Es gibt eine nächtliche Auseinandersetzung auf der Straße, an der auf der einen Seite ein betrunkener Erwachsener und auf der anderen Seite zwei 18jährige sowie ein 22jähriger beteiligt waren. Ein paar Anwohner und zwei jugendliche Mädchen haben den Streit mitbekommen. Es gibt ein Messer, ein Staubsaugerrohr, einen „Kampfhund“, einen abgerissenen Telefonhörer, ein Fahrrad und eine Fahrradlampe, die in der Schlägerei zum Einsatz bzw. zu Schaden kamen.

Der betrunkene Erwachsene wird verletzt und einer der 18jährigen; beide nicht besonders stark.

Das Verfahren gegen den betrunkenen Erwachsenen wird eingestellt, weil er die Behauptung bestreitet, den Streit begonnen zu haben. Zwei Beschwerden gegen die Einstellung haben keinen Erfolg.

Das Verfahren gegen den 22jährigen wird von dem Verfahren gegen die beiden 18jährigen getrennt. Er wurde angeklagt, das Verfahren dümpelt vor sich hin.

Ich verteidige einen der beiden 18jährigen. Das Landgericht bestellt mich – nach einer Beschwerde gegen den ablehnenden Beschluß des Amtsgericht – dem Angeklagten zum Pflichtverteidiger, wegen der Schwierigkeit der Sach- und Rechtslage. Und weil der Geschädigte (der betrunkene Erwachsene) anwaltlich vertreten ist und sich als Nebenkläger dem Verfahren angeschlossen hat.
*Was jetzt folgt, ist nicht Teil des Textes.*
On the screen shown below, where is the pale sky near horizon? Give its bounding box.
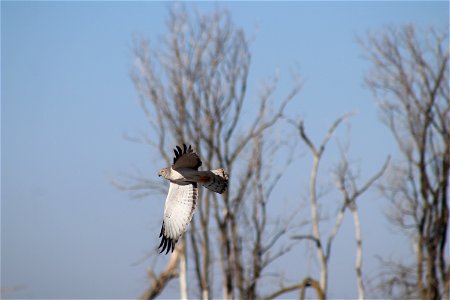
[1,1,449,299]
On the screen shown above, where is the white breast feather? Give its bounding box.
[164,182,197,241]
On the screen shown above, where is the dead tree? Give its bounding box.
[122,6,300,299]
[291,114,388,299]
[362,26,450,299]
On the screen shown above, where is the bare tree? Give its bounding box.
[362,25,450,299]
[121,6,301,299]
[294,114,389,299]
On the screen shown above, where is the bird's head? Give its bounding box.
[158,168,169,178]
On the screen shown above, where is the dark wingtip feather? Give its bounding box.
[158,222,178,254]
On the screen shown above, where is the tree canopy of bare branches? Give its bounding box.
[363,25,450,299]
[291,114,389,299]
[125,6,301,299]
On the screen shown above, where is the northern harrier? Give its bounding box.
[158,144,228,254]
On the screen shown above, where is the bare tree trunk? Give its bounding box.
[363,26,450,299]
[123,5,301,299]
[350,203,364,299]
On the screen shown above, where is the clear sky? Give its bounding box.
[1,1,449,298]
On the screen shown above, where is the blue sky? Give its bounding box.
[1,1,448,298]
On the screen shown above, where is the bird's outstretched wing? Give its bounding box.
[172,144,202,170]
[158,182,198,254]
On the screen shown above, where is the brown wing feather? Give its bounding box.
[172,144,202,170]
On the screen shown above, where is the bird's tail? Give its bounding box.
[200,168,228,194]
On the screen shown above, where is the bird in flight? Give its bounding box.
[158,144,228,254]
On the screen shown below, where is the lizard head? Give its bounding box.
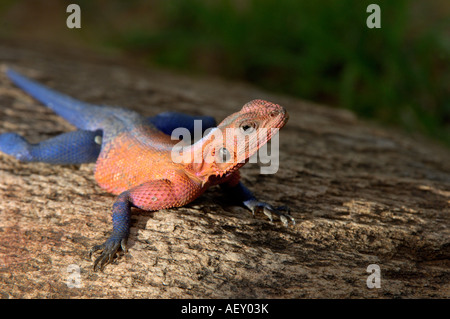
[189,100,289,178]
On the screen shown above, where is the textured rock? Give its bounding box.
[0,43,450,298]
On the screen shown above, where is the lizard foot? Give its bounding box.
[89,237,127,271]
[244,199,295,227]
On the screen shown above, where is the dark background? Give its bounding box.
[0,0,450,145]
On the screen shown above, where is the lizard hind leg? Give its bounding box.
[0,130,102,164]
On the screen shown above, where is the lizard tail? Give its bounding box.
[6,68,111,131]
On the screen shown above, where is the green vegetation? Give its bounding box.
[3,0,450,145]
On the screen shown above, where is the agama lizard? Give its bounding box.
[0,69,295,270]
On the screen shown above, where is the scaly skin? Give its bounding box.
[0,70,294,270]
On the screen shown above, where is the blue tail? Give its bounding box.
[6,69,113,131]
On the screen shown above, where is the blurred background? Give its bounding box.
[0,0,450,146]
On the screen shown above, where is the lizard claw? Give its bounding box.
[244,199,295,227]
[89,238,127,271]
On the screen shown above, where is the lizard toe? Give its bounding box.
[245,200,295,227]
[89,238,126,271]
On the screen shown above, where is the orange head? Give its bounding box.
[185,100,289,180]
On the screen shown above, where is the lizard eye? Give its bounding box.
[218,147,231,163]
[240,122,256,135]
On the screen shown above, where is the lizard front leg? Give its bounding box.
[220,171,295,226]
[89,178,196,271]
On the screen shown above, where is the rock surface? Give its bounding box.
[0,43,450,298]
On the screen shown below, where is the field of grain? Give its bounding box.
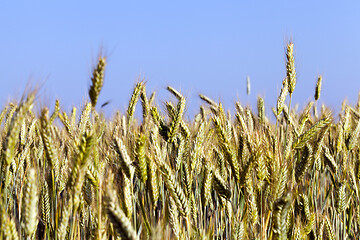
[0,43,360,239]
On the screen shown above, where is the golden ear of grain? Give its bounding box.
[40,181,50,225]
[21,168,39,238]
[135,134,148,183]
[314,75,322,101]
[167,86,185,143]
[127,82,144,126]
[89,57,106,108]
[292,117,331,149]
[257,97,265,124]
[105,190,139,240]
[3,93,35,166]
[273,196,291,239]
[276,79,289,116]
[246,76,251,96]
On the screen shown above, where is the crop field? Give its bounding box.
[0,42,360,240]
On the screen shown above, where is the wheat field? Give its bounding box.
[0,42,360,240]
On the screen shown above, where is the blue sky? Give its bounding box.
[0,1,360,116]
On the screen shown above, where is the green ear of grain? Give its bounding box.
[89,57,106,107]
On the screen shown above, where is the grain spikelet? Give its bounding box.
[213,169,231,199]
[323,145,338,173]
[21,168,39,238]
[292,118,330,149]
[40,181,50,225]
[314,75,322,101]
[199,94,218,108]
[334,182,346,214]
[295,143,313,182]
[168,196,181,239]
[286,42,296,96]
[3,93,35,166]
[159,163,189,217]
[348,115,360,150]
[113,137,134,179]
[49,99,60,125]
[127,82,144,125]
[79,103,91,135]
[167,86,185,143]
[148,158,159,206]
[324,216,336,240]
[201,165,213,207]
[257,97,265,123]
[135,134,148,183]
[105,190,139,240]
[89,57,106,107]
[273,197,291,240]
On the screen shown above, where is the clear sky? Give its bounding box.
[0,0,360,116]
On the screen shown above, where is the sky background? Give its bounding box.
[0,0,360,117]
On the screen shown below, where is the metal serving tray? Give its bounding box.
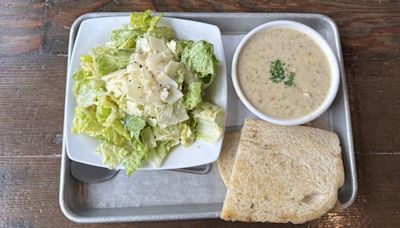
[59,13,357,223]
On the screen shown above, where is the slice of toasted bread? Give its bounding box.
[221,119,344,223]
[217,131,240,187]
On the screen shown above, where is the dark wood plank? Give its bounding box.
[345,58,400,153]
[0,1,45,56]
[43,0,400,58]
[0,56,67,156]
[0,154,400,227]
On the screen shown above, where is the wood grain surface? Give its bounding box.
[0,0,400,227]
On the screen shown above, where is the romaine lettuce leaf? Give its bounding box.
[98,121,130,146]
[140,126,157,149]
[179,123,196,147]
[96,96,122,127]
[149,140,179,167]
[181,40,218,87]
[183,82,201,110]
[124,115,146,140]
[175,40,193,62]
[96,142,129,169]
[90,46,132,77]
[71,106,103,137]
[123,139,149,176]
[192,102,224,143]
[156,99,189,128]
[130,10,161,32]
[110,25,143,49]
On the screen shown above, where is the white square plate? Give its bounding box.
[64,16,227,170]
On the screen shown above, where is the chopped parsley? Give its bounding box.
[269,59,295,87]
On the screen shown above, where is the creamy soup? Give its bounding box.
[237,28,331,119]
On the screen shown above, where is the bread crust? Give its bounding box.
[221,119,344,224]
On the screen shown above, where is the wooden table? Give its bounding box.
[0,0,400,227]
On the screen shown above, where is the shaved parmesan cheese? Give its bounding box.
[164,61,179,78]
[167,40,176,54]
[136,37,151,53]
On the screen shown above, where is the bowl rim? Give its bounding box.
[231,20,340,125]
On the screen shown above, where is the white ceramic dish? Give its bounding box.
[64,16,227,170]
[232,20,340,125]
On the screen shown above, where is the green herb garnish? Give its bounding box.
[269,59,295,87]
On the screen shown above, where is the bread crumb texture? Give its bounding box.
[221,119,344,224]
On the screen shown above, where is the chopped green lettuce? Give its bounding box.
[98,121,130,146]
[96,96,121,127]
[123,140,149,176]
[124,115,146,140]
[192,102,224,143]
[140,126,157,149]
[181,40,218,87]
[175,40,193,62]
[110,25,143,49]
[71,10,223,175]
[130,10,161,32]
[183,82,201,110]
[90,46,132,77]
[149,140,179,167]
[71,106,103,137]
[96,142,129,169]
[157,99,189,128]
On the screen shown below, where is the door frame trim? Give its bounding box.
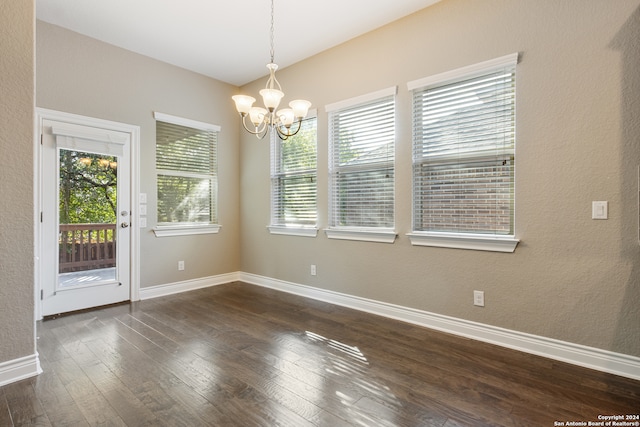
[33,108,140,320]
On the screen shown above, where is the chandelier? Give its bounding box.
[231,0,311,140]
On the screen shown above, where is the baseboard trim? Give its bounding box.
[0,353,42,387]
[237,272,640,380]
[140,272,240,300]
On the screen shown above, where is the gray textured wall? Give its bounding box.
[241,0,640,356]
[0,1,35,363]
[36,21,240,287]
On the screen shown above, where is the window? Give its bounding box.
[269,114,318,237]
[154,113,220,236]
[327,87,396,243]
[409,54,517,252]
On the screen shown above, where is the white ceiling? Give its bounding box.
[36,0,439,86]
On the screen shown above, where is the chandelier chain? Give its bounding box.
[271,0,275,63]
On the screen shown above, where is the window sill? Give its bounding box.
[267,225,318,237]
[153,224,221,237]
[324,228,397,243]
[407,232,520,252]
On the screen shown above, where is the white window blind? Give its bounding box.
[271,113,318,227]
[329,88,395,229]
[413,55,517,236]
[156,120,217,225]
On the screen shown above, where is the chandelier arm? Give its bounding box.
[240,114,268,139]
[276,117,302,141]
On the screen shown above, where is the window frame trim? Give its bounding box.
[407,231,520,253]
[152,111,222,232]
[406,52,520,253]
[324,86,398,236]
[267,108,319,231]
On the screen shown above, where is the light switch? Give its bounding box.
[591,201,609,219]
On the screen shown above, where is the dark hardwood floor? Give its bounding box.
[0,283,640,427]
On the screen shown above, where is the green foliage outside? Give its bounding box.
[59,150,118,224]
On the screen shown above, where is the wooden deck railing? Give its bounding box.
[59,224,116,273]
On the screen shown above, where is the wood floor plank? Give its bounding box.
[0,282,640,427]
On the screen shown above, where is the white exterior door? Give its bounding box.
[38,114,132,316]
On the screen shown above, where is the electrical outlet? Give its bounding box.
[473,291,484,307]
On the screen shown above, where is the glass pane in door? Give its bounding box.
[58,148,118,289]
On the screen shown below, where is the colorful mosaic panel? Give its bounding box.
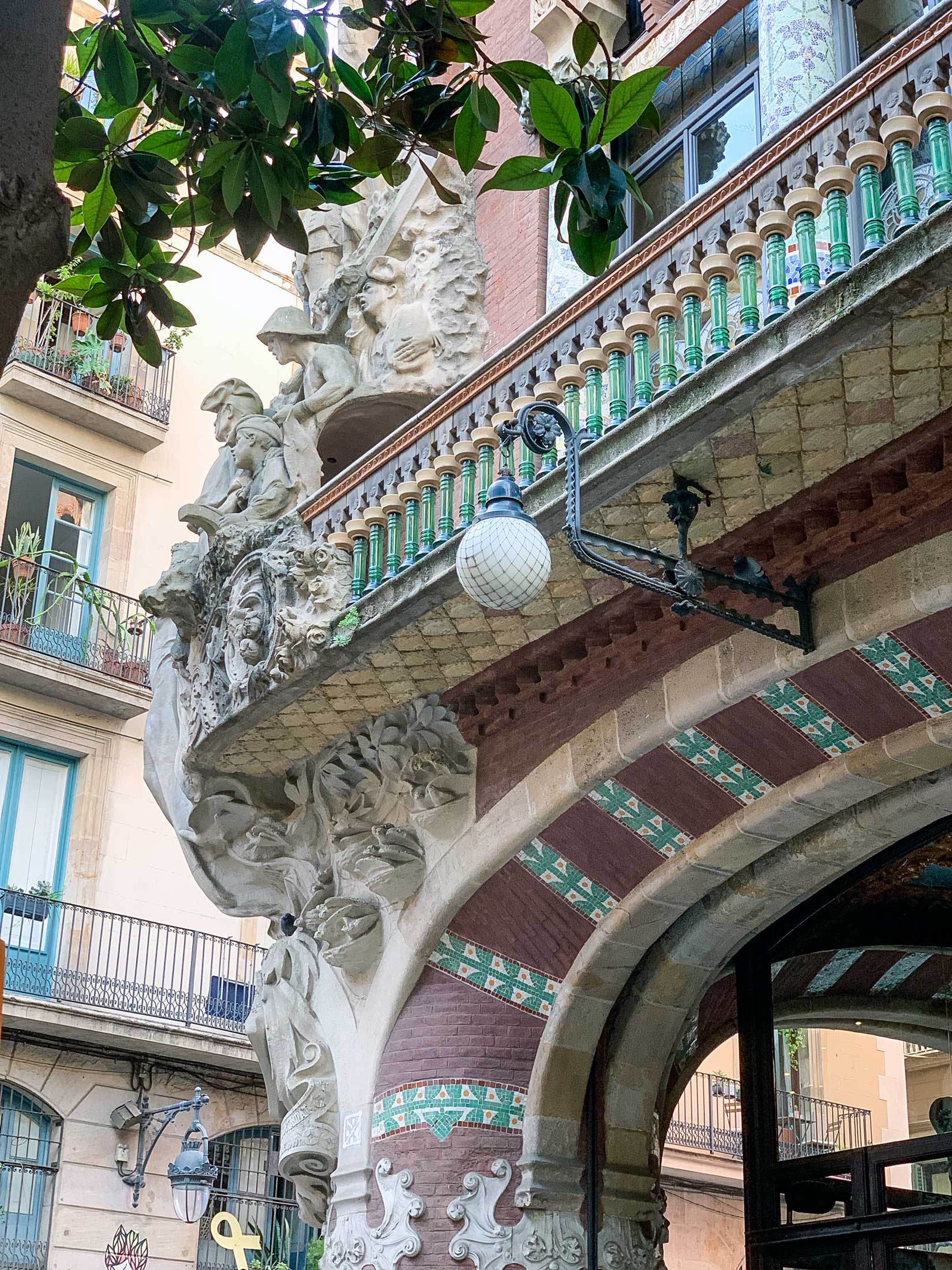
[856,631,952,719]
[429,931,561,1017]
[756,679,863,758]
[589,781,693,856]
[370,1080,527,1142]
[668,728,773,804]
[515,838,618,926]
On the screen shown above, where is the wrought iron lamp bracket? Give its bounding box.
[115,1088,209,1208]
[496,401,816,653]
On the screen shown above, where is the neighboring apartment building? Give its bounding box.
[0,12,313,1270]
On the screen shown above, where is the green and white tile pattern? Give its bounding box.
[370,1080,527,1142]
[589,781,693,856]
[856,631,952,719]
[515,838,618,925]
[758,679,863,758]
[429,931,561,1018]
[668,728,773,804]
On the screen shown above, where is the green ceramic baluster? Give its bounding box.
[363,506,387,591]
[647,291,680,396]
[453,440,476,529]
[433,455,459,545]
[417,468,439,556]
[880,114,923,235]
[913,93,952,216]
[674,273,706,380]
[846,141,886,260]
[816,164,853,278]
[398,480,420,569]
[756,207,793,325]
[344,520,370,602]
[783,185,823,304]
[622,309,655,410]
[728,230,763,344]
[700,252,735,362]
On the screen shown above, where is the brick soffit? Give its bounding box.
[301,8,952,523]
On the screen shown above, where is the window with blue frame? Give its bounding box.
[618,0,760,242]
[0,738,76,975]
[197,1125,320,1270]
[0,460,103,664]
[0,1084,62,1270]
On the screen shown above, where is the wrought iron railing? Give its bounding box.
[196,1190,318,1270]
[665,1072,872,1160]
[0,888,264,1033]
[0,552,152,687]
[9,292,175,423]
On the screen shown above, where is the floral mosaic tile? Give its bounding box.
[515,838,618,926]
[756,679,863,758]
[370,1078,527,1142]
[854,631,952,719]
[589,781,693,856]
[668,728,773,804]
[429,931,561,1017]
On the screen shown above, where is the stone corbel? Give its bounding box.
[447,1160,664,1270]
[321,1160,425,1270]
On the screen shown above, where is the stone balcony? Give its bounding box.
[175,5,952,775]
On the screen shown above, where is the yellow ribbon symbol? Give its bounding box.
[211,1213,261,1270]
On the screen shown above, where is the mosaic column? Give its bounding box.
[758,0,840,137]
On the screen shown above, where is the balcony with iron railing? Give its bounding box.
[0,552,152,718]
[0,888,264,1034]
[0,292,175,451]
[665,1072,872,1160]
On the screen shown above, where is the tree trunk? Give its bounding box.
[0,0,70,368]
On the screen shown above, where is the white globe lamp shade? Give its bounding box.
[456,472,552,611]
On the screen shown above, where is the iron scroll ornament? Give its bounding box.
[496,401,818,653]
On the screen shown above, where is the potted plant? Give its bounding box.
[2,881,61,922]
[0,521,43,644]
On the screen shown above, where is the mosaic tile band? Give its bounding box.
[370,1078,527,1142]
Ein Adhäsionsantrag, mit dem Schmerzensgeld und Schadensersatz gefordert werden soll, ist zu erwarten.

Zum Termin werden die beiden Angeklagten mit ihren Verteidigern geladen, der Nebenkläger und seinen Vertreter sowie weitere neun Zeugen. Und zwei Vertreter der Jugendgerichtshilfe. Ein anwaltlicher Beistand für einen Zeugen war angekündigt.

Nicht ganz einfach also, die prozessuale Situation. Und was macht die Staatsanwaltschaft? In Kenntnis dieser Lage schickt sie als Vertreterin der Anklage eine Rechtsreferendarin. Das blanke Entsetzen stand nicht nur ihr auf dem Gesicht.

Die Richterin, die Verteidiger, der Nebenklägervertreter konnten im komplizierten Rechtsgespräch eine Einigung finden.

Die Referendarin hatte ihre Anweisung, vermutlich die Verurteilung anzustreben. Jedenfalls verweigerte sie ihre Zustimmung. Ihr Ausbilder war nicht erreichbar. Der Tagesdienst der Staatsanwaltschaft schloß sich dieser Weigerung ohne weitere Prüfung an. Die Referendarin war zu bedauern; sie bedauerte sich auch selbst: „Jetzt bin ich hier der Buhmann.“

Diese Situation wäre vermeidbar gewesen, wenn sich irgendein Staatsanwalt einmal Gedanken gemacht hätte.

Damit das ganze Ding doch noch zu retten war, habe ich einen Beweisantrag gestellt, die beiden Mädchen als Zeuginnen zu laden. Damit wären wir heute ohnehin nicht fertig geworden. Deswegen wurde meinem Aussetzungsantrag unter Zustimmung aller Beteiligten, insbesondere der Referendarin, stattgegeben.

Nun wird die Staatsanwaltschaft Gelegenheit bekommen, sich Gedanken über eine sinnvolle Ausbildung ihrer Referendare zu machen.

Falls es doch zu einem Urteil kommen sollte, werde ich beantragen: „Die Kosten und die Auslagen des Verhandlungstages am 23.4.09 werden dem Ausbilder der Sitzungsvertreterin auferlegt.“ Verdient hätte er es.